Thursday, October 20, 2016

Respiratory Pathophysiology 4

Last post on respiratory pathophysiology! Just like the last posts, this one will probably be short since so much has been covered before. In fact, the first part of this lecture is about the mechanics of breathing, which has already been explained here. That post also covers flow-volume plots, which are important too. The next part is about compliance, which has also conveniently been explained here. If you need to re-read these posts, just pay closer attention to how these things are affected by obstructive and restrictive lung disease, because that's important. Actually, I highly recommend reviewing flow-volume plots and their changes in obstructive/restrictive disease.

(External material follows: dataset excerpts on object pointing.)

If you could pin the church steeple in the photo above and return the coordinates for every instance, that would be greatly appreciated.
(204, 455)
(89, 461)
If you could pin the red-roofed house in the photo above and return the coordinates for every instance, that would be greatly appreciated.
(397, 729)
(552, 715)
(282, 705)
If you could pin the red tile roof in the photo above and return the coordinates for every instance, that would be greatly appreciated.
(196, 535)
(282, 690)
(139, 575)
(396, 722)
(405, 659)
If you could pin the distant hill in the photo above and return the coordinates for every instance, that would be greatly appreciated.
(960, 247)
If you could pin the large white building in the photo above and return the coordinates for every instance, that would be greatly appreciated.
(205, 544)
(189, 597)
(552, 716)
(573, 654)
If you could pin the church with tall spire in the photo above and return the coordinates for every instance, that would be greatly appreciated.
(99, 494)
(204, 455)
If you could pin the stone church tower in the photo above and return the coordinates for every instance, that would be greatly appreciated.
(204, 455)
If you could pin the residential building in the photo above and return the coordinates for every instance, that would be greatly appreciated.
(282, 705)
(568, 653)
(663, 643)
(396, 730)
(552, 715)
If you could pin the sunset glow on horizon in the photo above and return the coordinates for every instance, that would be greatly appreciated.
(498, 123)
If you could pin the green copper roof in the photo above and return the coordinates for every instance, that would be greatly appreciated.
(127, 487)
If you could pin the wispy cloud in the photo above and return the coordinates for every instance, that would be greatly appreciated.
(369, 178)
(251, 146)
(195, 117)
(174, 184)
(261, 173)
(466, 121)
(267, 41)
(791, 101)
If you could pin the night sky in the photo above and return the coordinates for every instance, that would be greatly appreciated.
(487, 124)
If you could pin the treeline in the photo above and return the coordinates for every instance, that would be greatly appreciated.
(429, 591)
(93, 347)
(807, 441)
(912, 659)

So what's new? Dynamic compression and expiratory flow limitation are new. Expiratory flow limitation is the idea that for any given volume, there's a maximum rate of airflow that you can produce, no matter how much effort you put in. This happens due to a little thing called dynamic compression.

As I briefly mentioned in an earlier post, the pleural pressure can become positive during forced expiration. If the pleural pressure is more positive than the pressure in the airways, this can cause the airways to become compressed, restricting airflow. Remember that the airflow resistance is directly proportional to 1/(radius^4), so small changes in radius will strongly affect flow.

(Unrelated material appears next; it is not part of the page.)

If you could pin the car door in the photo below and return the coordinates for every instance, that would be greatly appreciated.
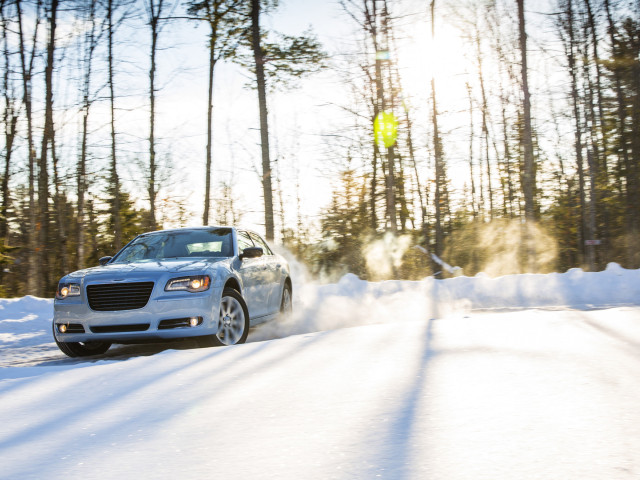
(252, 273)
(272, 273)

An important thing to note here is that the pressure in the airways tends to vary along the length of the airway. The pressure in the alveoli tends to be the greatest, and then pressures decrease along the length of the airways. The point at which the airway pressure is equal to the pleural pressure is the equal pressure point (EPP). Anything beyond that is prone to compression during forced expiration.

Dynamic compression can be affected by several different factors. An increase in peripheral resistance, due to narrower airways etc., can cause a greater decrease in pressure along the airways, making them more prone to collapse. A reduction in lung recoil due to low lung volumes or emphysema may also make airways more vulnerable to collapse. On the flipside, stiffer airways may become less vulnerable to collapse.

And believe it or not, we're done for this part of the course! There were a few more slides on COPD and exercise as well as asthma, but we didn't actually get time to cover that in class due to technical difficulties.

This post is also the last post covering stuff on the PHGY350 midterm. Good luck in your studies!